Traditionally, there are three areas where DT and its predecessor groups were performing detector R&D: Micro Pattern Gas Detectors (mainly GEM based), radiation hard silicon detectors and hybrid photodetectors. Given their high relevance for LHC and possible upgrades, the first two activities were significantly increased in the past few years, funded mainly through the so‐called White Paper funds (WP4 and WP5) and supported by fellows from the FP7 Marie Curie training network MC‐PAD. While WP4 focuses on radiation hard materials and structures for the inner most silicon tracking detectors, WP5 aims to develop the technology for large area gas based detectors which could e.g. provide superior performance for muon detection at LHC. We initiated the formation of the international R&D collaborations RD50 and later also RD51 in order to bundle and focus the numerous but uncoordinated activities in the world wide community.
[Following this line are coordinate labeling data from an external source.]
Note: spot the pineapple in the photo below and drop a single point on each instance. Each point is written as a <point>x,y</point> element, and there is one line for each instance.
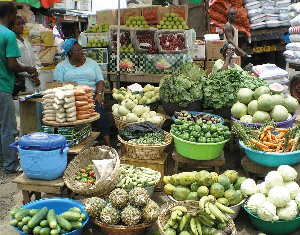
<point>138,196</point>
<point>118,198</point>
<point>131,215</point>
<point>150,212</point>
<point>110,215</point>
<point>94,205</point>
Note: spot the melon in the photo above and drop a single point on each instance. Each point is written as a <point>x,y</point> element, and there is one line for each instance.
<point>245,95</point>
<point>261,117</point>
<point>252,107</point>
<point>260,91</point>
<point>279,113</point>
<point>265,102</point>
<point>291,104</point>
<point>238,110</point>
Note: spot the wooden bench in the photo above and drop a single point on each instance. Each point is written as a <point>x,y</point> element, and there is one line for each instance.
<point>183,162</point>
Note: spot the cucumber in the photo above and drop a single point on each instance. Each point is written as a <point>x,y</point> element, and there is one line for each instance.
<point>32,212</point>
<point>45,231</point>
<point>26,219</point>
<point>71,215</point>
<point>14,222</point>
<point>76,224</point>
<point>21,214</point>
<point>52,219</point>
<point>44,223</point>
<point>38,217</point>
<point>63,223</point>
<point>56,230</point>
<point>36,230</point>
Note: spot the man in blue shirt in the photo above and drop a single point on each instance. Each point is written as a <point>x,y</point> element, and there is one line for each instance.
<point>9,52</point>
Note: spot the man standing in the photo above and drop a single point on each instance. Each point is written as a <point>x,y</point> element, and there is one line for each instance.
<point>9,52</point>
<point>231,32</point>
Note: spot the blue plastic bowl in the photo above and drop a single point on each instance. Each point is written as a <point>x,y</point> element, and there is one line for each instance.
<point>271,159</point>
<point>285,124</point>
<point>195,112</point>
<point>60,205</point>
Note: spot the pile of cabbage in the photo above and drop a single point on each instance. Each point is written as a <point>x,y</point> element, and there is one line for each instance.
<point>277,198</point>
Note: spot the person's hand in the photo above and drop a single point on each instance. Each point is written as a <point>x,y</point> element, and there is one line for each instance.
<point>98,98</point>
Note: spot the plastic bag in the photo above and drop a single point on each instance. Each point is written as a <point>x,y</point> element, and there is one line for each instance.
<point>136,130</point>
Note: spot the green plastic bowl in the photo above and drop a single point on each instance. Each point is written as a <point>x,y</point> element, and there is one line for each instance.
<point>279,227</point>
<point>198,151</point>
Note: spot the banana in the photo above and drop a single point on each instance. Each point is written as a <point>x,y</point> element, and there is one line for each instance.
<point>215,212</point>
<point>179,208</point>
<point>183,222</point>
<point>198,226</point>
<point>223,208</point>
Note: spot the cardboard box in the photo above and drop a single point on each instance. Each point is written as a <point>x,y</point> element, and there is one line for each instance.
<point>213,49</point>
<point>107,16</point>
<point>181,10</point>
<point>152,14</point>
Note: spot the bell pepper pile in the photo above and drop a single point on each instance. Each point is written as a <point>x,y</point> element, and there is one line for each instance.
<point>200,132</point>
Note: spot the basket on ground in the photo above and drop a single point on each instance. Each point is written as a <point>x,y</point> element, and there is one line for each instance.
<point>198,151</point>
<point>271,159</point>
<point>192,207</point>
<point>120,124</point>
<point>60,205</point>
<point>280,227</point>
<point>138,229</point>
<point>146,151</point>
<point>85,158</point>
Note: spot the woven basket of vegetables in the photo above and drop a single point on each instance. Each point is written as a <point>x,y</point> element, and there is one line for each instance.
<point>109,178</point>
<point>146,151</point>
<point>184,216</point>
<point>120,124</point>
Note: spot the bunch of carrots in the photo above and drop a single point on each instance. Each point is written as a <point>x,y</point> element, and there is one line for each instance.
<point>269,142</point>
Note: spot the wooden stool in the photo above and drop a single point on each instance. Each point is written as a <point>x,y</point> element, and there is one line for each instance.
<point>181,161</point>
<point>35,186</point>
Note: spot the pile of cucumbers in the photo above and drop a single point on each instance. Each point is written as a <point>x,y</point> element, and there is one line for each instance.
<point>46,222</point>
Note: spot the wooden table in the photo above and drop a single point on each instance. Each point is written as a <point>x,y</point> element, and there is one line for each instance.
<point>183,162</point>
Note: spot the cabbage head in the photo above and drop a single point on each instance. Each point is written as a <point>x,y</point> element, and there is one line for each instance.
<point>279,196</point>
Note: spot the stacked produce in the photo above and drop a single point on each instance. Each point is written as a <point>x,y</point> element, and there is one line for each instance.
<point>200,132</point>
<point>209,218</point>
<point>123,208</point>
<point>45,221</point>
<point>262,105</point>
<point>220,88</point>
<point>183,87</point>
<point>196,185</point>
<point>276,198</point>
<point>172,21</point>
<point>132,176</point>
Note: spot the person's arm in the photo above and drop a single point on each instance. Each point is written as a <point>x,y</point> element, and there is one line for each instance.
<point>229,35</point>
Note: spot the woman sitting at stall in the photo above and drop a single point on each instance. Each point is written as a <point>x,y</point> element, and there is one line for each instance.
<point>228,51</point>
<point>84,71</point>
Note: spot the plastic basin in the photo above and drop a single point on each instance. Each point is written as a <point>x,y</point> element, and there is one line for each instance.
<point>279,227</point>
<point>285,124</point>
<point>195,112</point>
<point>198,151</point>
<point>271,159</point>
<point>60,205</point>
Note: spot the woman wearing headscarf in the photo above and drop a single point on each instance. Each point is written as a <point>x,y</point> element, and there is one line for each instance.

The increasingly interweaved activities between these RD collaborations and the experiment teams seem to indicate that the approach was successful.

Several other domains were identified as crucial for the consolidation and upgrade of the LHC detectors. One is detector cooling, particularly critical for the inner tracking detectors, where the available space, accessibility, radiation levels and the material budget pose complex constraints to the evacuation of the ever increasing dissipated power. Others are quality assurance and reliability testing, but also material and gas aging studies, and last but not least, advanced 3D models of as‐built structures, pipes and cables, e.g. for the preparation of repair and replacement interventions, particularly in activated environments. Our efforts in these domains aim to tackle the most urgent problems and provide the basis for an adequate service in the years to come.

 

Point cloud image for CAD reconstruction of the Atlas Inner Detector services (on the cryostat flange). The image was obtained using a Faro 3D laser scanner at 125000 points/s from 12 positions in the cavern.